Sunday, August 14, 2005

Sing to the Lord a New Song

I've not been living the Christian life for quite some time already.

2 Simply cruising along with the bible knowledge I had acquired in the past; parroting the doctrinally correct answer during bible studies; finding it difficult to think about the real application of God's truth in my life; the increasing numbness of my heart towards the increasing number of people lining up along Orchard Road asking well-off Singaporeans to contribute towards worthy causes; the loss of all passion (that characterizes the 2nd and 3rd years of my Christian life) to pursue God's way and will in my life made worse by my apathy to even think about this loss.

3 This post (and the reflections above) wouldn't have happened if not for yesterday.

4 I and a few Christians, from varied churches, were singing together when we came to this song (my response as I was singing are in normal font below, where my response echos the song's lyrics, it'll be in red):

"Think about His Love, think about His goodness
Think about His grace, that brought us through"
Dear God,.... thank You for choosing me....

"For as high as the heaven's above
So great is the measure of our Father's love
Great is the measure of our Father's love"
Dear Jesus, thank you for descending from your rightful place in heaven to be us.

"How could I forget His love?
How could I forget His mercy?"
That's where Para 2 above came to my mind, how could I dear Lord?

"He satisfies, He satisfies,
He satisfies my desires.........."
For that ONE brief moment, I really understood how petty my daily concerns are for my material/physical gains, and why God's will should be my priority

"Even when I've strayed away
His love has sought me out and found me......"
Thank you for calling me, thank you for saving me, thank you for bringing me to you

"He satisfies, He satisfies,
He satisfies my desires.........."

Thank you for being my provider in every need.

5 By the conclusion of the song, my song partner was in tears and I was deeply moved.

6 Thank God for songs, which ideally should unify the truth our mind grasps with rightful responsive emotions. People (or more specifically, I), being creatures of emotions rather than logic can only be inspired, or moved to action when our emotions are aligned with the truth our mind knows.

7 This led me to consider the place of songs or the so-called 'Charismatic' songs in our personal worship time.

8 I'm sure most people realise the importance of a focus on doctrinal/historical songs in church services - because the physical church has a responsibility to ensure that the flock is constantly reminded about the truth of Christ's life, death and resurrection.
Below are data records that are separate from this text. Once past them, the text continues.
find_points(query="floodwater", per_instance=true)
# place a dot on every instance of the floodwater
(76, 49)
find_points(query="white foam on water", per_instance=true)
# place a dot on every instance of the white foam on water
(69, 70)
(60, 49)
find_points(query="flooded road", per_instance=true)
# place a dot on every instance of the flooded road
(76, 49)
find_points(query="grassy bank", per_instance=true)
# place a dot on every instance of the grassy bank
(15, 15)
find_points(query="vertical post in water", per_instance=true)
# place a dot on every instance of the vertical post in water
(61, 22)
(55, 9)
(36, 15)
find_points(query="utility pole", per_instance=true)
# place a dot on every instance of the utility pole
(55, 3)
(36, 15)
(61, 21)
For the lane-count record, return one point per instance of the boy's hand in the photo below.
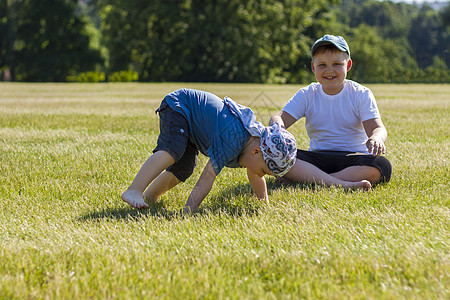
(376, 146)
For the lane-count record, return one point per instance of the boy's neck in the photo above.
(251, 143)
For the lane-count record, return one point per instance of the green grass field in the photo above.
(69, 150)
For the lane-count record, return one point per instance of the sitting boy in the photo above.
(347, 136)
(226, 132)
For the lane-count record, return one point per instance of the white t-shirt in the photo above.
(334, 122)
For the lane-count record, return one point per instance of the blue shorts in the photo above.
(335, 161)
(174, 138)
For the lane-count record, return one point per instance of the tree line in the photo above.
(265, 41)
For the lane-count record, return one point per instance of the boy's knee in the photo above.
(385, 168)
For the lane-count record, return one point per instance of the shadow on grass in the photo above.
(236, 201)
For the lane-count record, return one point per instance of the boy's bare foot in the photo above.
(283, 181)
(134, 198)
(363, 184)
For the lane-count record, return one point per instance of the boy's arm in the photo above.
(377, 134)
(258, 185)
(283, 118)
(201, 188)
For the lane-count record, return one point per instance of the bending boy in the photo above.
(226, 132)
(347, 136)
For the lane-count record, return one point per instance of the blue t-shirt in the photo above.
(213, 128)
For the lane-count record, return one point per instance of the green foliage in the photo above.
(69, 150)
(123, 76)
(90, 76)
(264, 41)
(394, 42)
(252, 41)
(48, 40)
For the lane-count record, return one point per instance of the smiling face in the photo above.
(330, 68)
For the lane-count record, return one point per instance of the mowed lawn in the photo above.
(69, 150)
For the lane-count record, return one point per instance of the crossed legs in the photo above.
(303, 171)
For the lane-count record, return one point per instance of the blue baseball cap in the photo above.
(337, 41)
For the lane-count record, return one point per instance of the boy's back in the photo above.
(213, 128)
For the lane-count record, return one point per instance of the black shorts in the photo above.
(174, 138)
(335, 161)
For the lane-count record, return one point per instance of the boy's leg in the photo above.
(164, 182)
(152, 167)
(349, 166)
(358, 173)
(303, 171)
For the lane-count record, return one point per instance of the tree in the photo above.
(49, 40)
(221, 40)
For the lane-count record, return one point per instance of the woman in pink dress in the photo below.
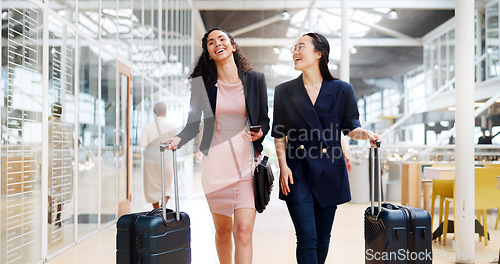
(229, 97)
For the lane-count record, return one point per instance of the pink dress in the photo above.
(227, 170)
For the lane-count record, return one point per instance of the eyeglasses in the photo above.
(298, 47)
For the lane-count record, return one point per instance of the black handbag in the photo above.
(263, 179)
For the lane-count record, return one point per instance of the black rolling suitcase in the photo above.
(159, 236)
(393, 233)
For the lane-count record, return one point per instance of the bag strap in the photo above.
(158, 127)
(245, 91)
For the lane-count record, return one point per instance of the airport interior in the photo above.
(91, 72)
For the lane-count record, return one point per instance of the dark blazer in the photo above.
(313, 150)
(255, 88)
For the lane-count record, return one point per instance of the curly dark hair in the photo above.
(205, 67)
(321, 44)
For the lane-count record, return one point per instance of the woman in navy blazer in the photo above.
(227, 94)
(310, 112)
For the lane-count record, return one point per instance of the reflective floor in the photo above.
(274, 239)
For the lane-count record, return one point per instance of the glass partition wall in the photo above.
(64, 153)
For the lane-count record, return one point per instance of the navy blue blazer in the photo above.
(255, 89)
(313, 150)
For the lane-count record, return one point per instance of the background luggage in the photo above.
(393, 233)
(159, 236)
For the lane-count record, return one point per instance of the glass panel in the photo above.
(65, 8)
(108, 191)
(492, 42)
(121, 142)
(21, 153)
(88, 17)
(451, 53)
(90, 113)
(128, 29)
(61, 145)
(442, 72)
(109, 27)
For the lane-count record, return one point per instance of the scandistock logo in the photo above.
(402, 254)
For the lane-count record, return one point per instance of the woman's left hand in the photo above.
(373, 137)
(252, 136)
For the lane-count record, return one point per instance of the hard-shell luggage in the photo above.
(159, 236)
(393, 233)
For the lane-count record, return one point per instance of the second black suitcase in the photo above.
(395, 234)
(159, 236)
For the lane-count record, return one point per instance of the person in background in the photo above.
(232, 98)
(310, 113)
(484, 139)
(151, 136)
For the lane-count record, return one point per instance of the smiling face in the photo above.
(304, 54)
(219, 46)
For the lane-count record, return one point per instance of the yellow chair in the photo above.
(486, 197)
(443, 189)
(494, 165)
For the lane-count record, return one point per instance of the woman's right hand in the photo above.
(172, 142)
(285, 177)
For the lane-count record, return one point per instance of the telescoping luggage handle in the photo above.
(375, 168)
(163, 146)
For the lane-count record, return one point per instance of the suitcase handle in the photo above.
(163, 146)
(375, 168)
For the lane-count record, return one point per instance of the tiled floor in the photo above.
(274, 239)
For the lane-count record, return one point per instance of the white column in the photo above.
(344, 61)
(464, 118)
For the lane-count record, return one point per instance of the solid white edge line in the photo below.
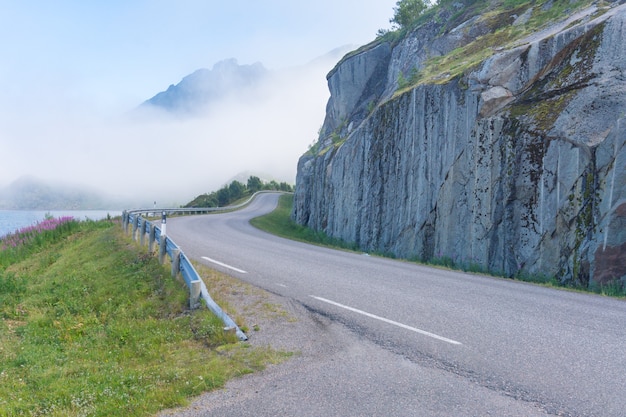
(395, 323)
(224, 265)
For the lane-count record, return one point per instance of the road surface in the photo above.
(385, 337)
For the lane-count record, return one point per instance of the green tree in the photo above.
(407, 11)
(236, 190)
(223, 196)
(254, 184)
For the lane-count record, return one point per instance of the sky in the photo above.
(72, 71)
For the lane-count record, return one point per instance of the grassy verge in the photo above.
(92, 325)
(279, 223)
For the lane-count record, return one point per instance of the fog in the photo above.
(73, 73)
(151, 155)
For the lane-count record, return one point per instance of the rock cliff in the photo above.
(509, 156)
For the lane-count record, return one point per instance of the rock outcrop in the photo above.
(515, 166)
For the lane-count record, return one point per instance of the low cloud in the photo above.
(160, 157)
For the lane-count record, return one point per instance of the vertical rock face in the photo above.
(518, 166)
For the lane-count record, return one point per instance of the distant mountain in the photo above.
(227, 79)
(29, 193)
(205, 86)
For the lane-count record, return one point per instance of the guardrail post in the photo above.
(195, 292)
(175, 262)
(135, 226)
(125, 221)
(162, 248)
(142, 231)
(151, 237)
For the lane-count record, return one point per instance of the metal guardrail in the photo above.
(141, 227)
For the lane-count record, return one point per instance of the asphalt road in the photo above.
(384, 337)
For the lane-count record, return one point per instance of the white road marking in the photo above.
(224, 265)
(395, 323)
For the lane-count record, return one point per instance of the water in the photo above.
(12, 220)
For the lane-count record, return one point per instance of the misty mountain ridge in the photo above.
(196, 92)
(30, 193)
(204, 86)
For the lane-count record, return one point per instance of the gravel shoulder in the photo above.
(335, 371)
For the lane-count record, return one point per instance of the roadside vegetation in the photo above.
(279, 222)
(92, 325)
(496, 15)
(236, 191)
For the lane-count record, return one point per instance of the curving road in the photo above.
(404, 339)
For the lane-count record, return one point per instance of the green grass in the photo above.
(279, 222)
(92, 325)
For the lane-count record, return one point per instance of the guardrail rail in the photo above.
(142, 228)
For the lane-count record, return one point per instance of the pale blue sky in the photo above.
(70, 69)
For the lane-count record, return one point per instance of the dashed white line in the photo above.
(395, 323)
(224, 265)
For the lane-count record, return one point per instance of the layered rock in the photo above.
(516, 167)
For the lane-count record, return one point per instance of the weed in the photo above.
(91, 325)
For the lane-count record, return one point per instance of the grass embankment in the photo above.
(92, 325)
(279, 222)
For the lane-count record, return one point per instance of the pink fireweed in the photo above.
(26, 235)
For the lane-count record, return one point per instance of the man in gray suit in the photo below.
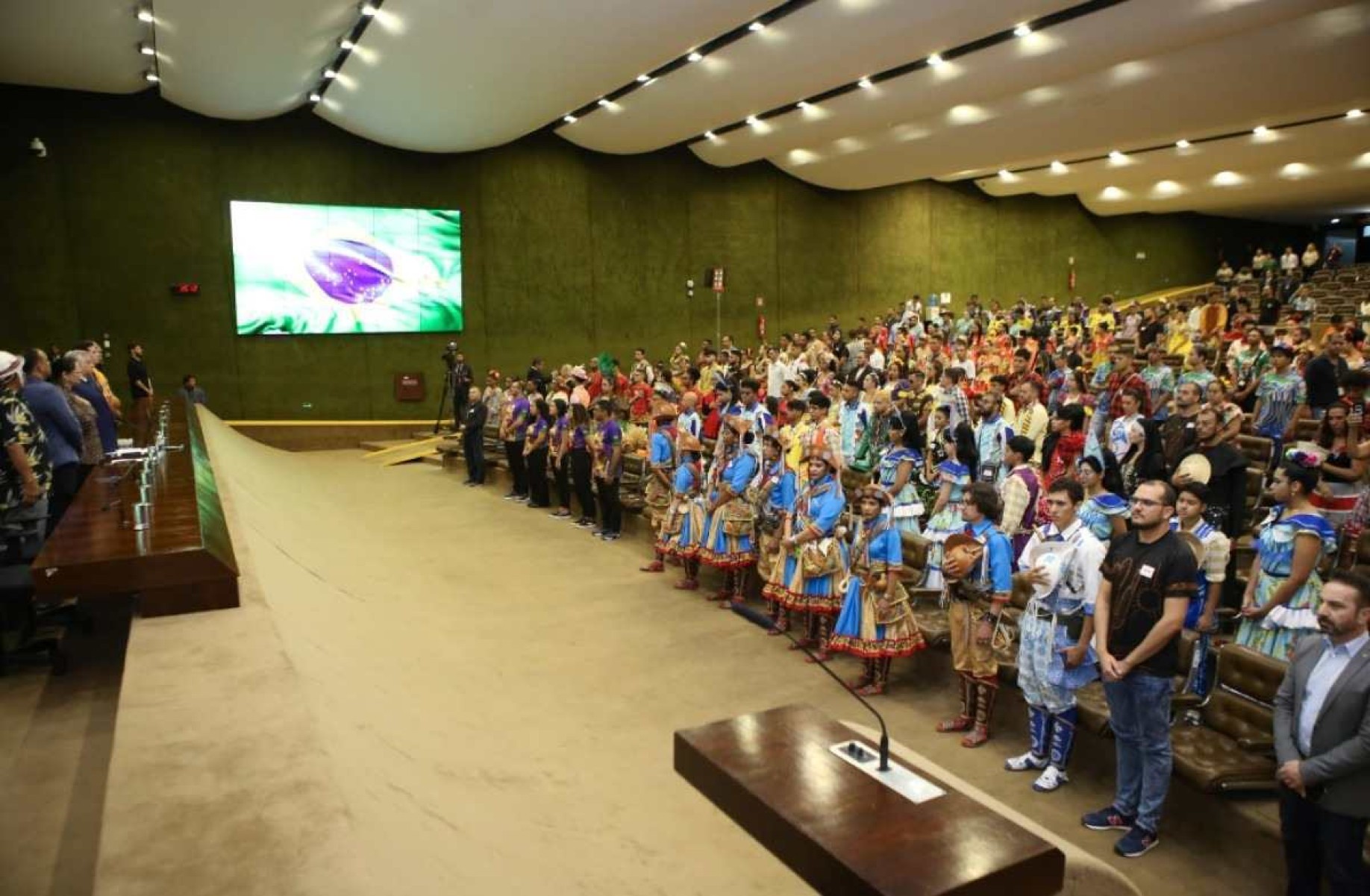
(1322, 745)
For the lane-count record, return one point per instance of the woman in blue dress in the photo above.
(876, 622)
(1281, 602)
(1104, 511)
(684, 521)
(729, 521)
(898, 473)
(955, 477)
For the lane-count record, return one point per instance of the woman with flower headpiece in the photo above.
(876, 622)
(1281, 602)
(814, 557)
(728, 529)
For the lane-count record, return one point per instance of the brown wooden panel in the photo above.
(844, 832)
(187, 551)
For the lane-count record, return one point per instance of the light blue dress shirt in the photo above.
(1329, 668)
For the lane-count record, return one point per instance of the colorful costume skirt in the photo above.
(1283, 627)
(858, 633)
(728, 537)
(681, 529)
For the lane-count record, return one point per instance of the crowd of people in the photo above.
(1062, 450)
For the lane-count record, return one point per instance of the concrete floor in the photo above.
(434, 691)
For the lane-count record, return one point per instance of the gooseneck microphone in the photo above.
(766, 622)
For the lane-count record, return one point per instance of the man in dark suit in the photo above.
(473, 437)
(1322, 745)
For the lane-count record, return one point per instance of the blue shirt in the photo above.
(60, 427)
(1330, 665)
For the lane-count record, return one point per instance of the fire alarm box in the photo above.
(409, 386)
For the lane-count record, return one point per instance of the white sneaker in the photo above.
(1025, 763)
(1050, 780)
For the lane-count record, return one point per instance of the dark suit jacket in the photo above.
(1337, 771)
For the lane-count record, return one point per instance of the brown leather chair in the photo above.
(1232, 747)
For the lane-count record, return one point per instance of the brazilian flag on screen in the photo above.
(301, 270)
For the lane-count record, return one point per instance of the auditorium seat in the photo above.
(1232, 747)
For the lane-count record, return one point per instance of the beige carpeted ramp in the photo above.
(434, 691)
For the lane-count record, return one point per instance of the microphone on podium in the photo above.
(766, 622)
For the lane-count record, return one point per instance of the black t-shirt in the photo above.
(137, 373)
(1143, 577)
(1321, 377)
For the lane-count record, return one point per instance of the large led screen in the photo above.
(303, 270)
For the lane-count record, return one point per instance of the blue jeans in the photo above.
(1139, 712)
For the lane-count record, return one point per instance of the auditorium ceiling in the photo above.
(1236, 107)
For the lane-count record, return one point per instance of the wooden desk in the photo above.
(847, 833)
(183, 563)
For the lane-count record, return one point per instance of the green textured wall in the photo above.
(568, 252)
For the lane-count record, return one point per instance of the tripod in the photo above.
(450, 386)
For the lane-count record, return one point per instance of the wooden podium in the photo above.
(843, 830)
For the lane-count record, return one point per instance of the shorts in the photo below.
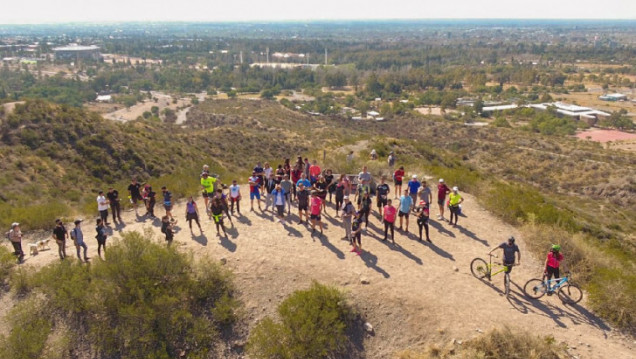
(552, 271)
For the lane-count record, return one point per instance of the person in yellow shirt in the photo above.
(207, 184)
(454, 200)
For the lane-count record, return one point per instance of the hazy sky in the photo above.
(37, 11)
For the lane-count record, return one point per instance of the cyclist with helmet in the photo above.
(553, 262)
(509, 248)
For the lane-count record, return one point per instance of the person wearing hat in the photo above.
(414, 186)
(60, 235)
(15, 236)
(442, 191)
(78, 238)
(454, 200)
(347, 213)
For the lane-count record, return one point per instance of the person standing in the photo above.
(115, 206)
(167, 202)
(442, 191)
(398, 176)
(389, 220)
(15, 236)
(101, 237)
(78, 238)
(406, 202)
(382, 191)
(134, 193)
(303, 202)
(347, 214)
(102, 207)
(316, 208)
(60, 235)
(454, 200)
(192, 213)
(235, 197)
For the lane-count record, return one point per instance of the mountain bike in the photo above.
(481, 269)
(568, 292)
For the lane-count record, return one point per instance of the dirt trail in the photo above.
(415, 296)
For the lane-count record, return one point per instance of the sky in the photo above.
(55, 11)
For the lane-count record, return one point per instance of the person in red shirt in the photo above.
(314, 212)
(389, 220)
(398, 175)
(442, 191)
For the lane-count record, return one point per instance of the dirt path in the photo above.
(418, 293)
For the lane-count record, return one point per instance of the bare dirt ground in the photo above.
(418, 293)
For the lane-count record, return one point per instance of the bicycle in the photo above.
(481, 269)
(568, 292)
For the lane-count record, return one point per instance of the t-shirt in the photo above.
(303, 197)
(509, 251)
(113, 196)
(382, 190)
(454, 198)
(414, 185)
(102, 203)
(254, 184)
(442, 189)
(316, 204)
(425, 193)
(234, 190)
(364, 176)
(134, 190)
(208, 184)
(314, 170)
(554, 261)
(305, 182)
(405, 204)
(389, 213)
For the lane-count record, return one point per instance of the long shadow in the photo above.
(201, 239)
(228, 244)
(472, 235)
(371, 261)
(441, 228)
(325, 242)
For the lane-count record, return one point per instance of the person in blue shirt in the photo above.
(406, 202)
(414, 186)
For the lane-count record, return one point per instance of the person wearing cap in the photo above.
(78, 238)
(102, 207)
(255, 188)
(454, 200)
(414, 186)
(60, 235)
(15, 236)
(347, 213)
(442, 191)
(207, 187)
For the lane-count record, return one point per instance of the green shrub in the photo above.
(313, 324)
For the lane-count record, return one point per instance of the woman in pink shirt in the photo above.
(389, 220)
(314, 212)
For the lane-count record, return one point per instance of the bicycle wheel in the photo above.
(479, 268)
(507, 283)
(570, 293)
(535, 288)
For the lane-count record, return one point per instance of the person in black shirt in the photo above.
(115, 206)
(382, 191)
(60, 235)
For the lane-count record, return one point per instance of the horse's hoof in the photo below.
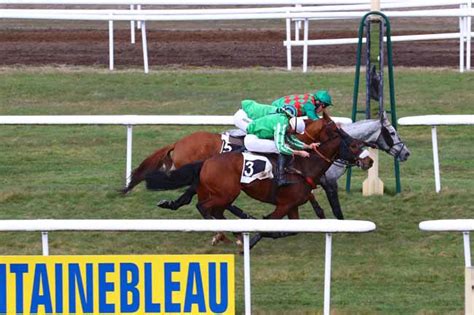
(165, 204)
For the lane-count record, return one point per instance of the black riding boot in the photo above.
(280, 174)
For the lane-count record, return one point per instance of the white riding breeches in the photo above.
(254, 144)
(241, 120)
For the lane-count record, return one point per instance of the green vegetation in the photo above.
(74, 172)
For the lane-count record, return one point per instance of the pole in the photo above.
(248, 307)
(288, 43)
(128, 169)
(327, 275)
(144, 47)
(111, 45)
(434, 139)
(44, 243)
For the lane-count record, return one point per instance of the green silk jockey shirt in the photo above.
(274, 127)
(305, 104)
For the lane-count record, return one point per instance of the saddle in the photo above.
(232, 140)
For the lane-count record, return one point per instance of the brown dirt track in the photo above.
(206, 47)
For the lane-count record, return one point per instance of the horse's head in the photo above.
(351, 151)
(389, 140)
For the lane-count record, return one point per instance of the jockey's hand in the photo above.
(313, 146)
(301, 153)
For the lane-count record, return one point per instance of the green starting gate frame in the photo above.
(374, 77)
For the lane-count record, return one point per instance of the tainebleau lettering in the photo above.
(194, 284)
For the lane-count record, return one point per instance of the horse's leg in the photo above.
(279, 213)
(330, 187)
(219, 237)
(182, 200)
(316, 207)
(239, 212)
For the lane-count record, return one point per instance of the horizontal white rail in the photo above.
(138, 15)
(129, 121)
(399, 38)
(438, 120)
(244, 226)
(301, 226)
(433, 121)
(232, 2)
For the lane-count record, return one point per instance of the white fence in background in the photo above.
(456, 225)
(297, 11)
(129, 121)
(433, 121)
(240, 226)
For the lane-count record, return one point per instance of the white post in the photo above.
(467, 249)
(145, 48)
(305, 46)
(461, 42)
(132, 27)
(434, 139)
(111, 44)
(139, 23)
(327, 275)
(128, 169)
(288, 43)
(247, 297)
(468, 39)
(44, 242)
(297, 25)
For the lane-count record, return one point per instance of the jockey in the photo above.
(270, 133)
(306, 104)
(251, 110)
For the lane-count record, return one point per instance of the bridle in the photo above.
(385, 134)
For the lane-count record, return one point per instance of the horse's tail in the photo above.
(186, 175)
(151, 163)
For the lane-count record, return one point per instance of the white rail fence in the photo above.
(433, 121)
(128, 121)
(456, 225)
(328, 227)
(299, 12)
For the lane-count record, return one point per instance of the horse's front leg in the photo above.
(182, 200)
(330, 187)
(277, 214)
(316, 207)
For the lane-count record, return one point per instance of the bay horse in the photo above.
(198, 146)
(217, 179)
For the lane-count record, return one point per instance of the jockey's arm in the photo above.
(279, 136)
(310, 111)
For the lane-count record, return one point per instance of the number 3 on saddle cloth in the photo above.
(255, 166)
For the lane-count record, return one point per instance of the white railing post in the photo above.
(132, 27)
(128, 168)
(247, 295)
(327, 275)
(44, 243)
(461, 41)
(434, 139)
(305, 46)
(467, 249)
(288, 43)
(468, 39)
(145, 48)
(111, 44)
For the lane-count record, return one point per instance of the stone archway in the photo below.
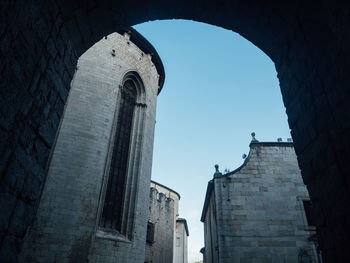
(308, 42)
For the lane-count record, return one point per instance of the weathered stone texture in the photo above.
(256, 214)
(161, 214)
(66, 223)
(308, 41)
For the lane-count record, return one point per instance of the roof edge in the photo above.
(167, 188)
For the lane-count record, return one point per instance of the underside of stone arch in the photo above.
(308, 41)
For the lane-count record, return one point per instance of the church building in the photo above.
(94, 203)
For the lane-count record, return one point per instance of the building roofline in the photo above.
(252, 144)
(272, 144)
(183, 220)
(147, 48)
(167, 188)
9 It's also to give the unbelievers in the midst a chance to realize - Christ is not fiction unlike other religions' folklores. His life and death are factually true and His resurrection had been seen by many witnesses whose testimonies were not overthrown so that people may be turned to seek the truth - especially important since the implications of this decision is so huge.

10 As Christians though, our primary responsibility is to do our best, with help from the Holy Spirit, to be increasingly made into the image of Christ. In my case, knowing the truth mentally only was not enough. It took the rightful response of my emotions to even start thinking about what is going wrong with my Christian walk, and I've found that songs is a good way for that.

11 If like me, you've found that the response of our emotions no longer matches the height, and width and depth and length of what God had done for us, perhaps singing (and thinking about the lyrics) about what He has done and your rightful response will help (in addition to your daily bible study)?

Conclusion: On the bus trip back after the singing session, the bus driver's negligence led to sudden braking which caused a passenger to lose balance and hit a seat very hard. I could just see the pain in her expression. I simply looked at the incident dispassionately then turned back to my thoughts. It was only a few seconds later that my then newly awakened conscience realized that something seriously wrong had just happened. Why didn't I offer her comfort and help? It looked like the longer we were stuck in apathy and hardened hearts, the harder it will be to pull ourselves out of the pit of deceit and sin. Dear God, give me the strength to will to move quickly in the right direction in your will.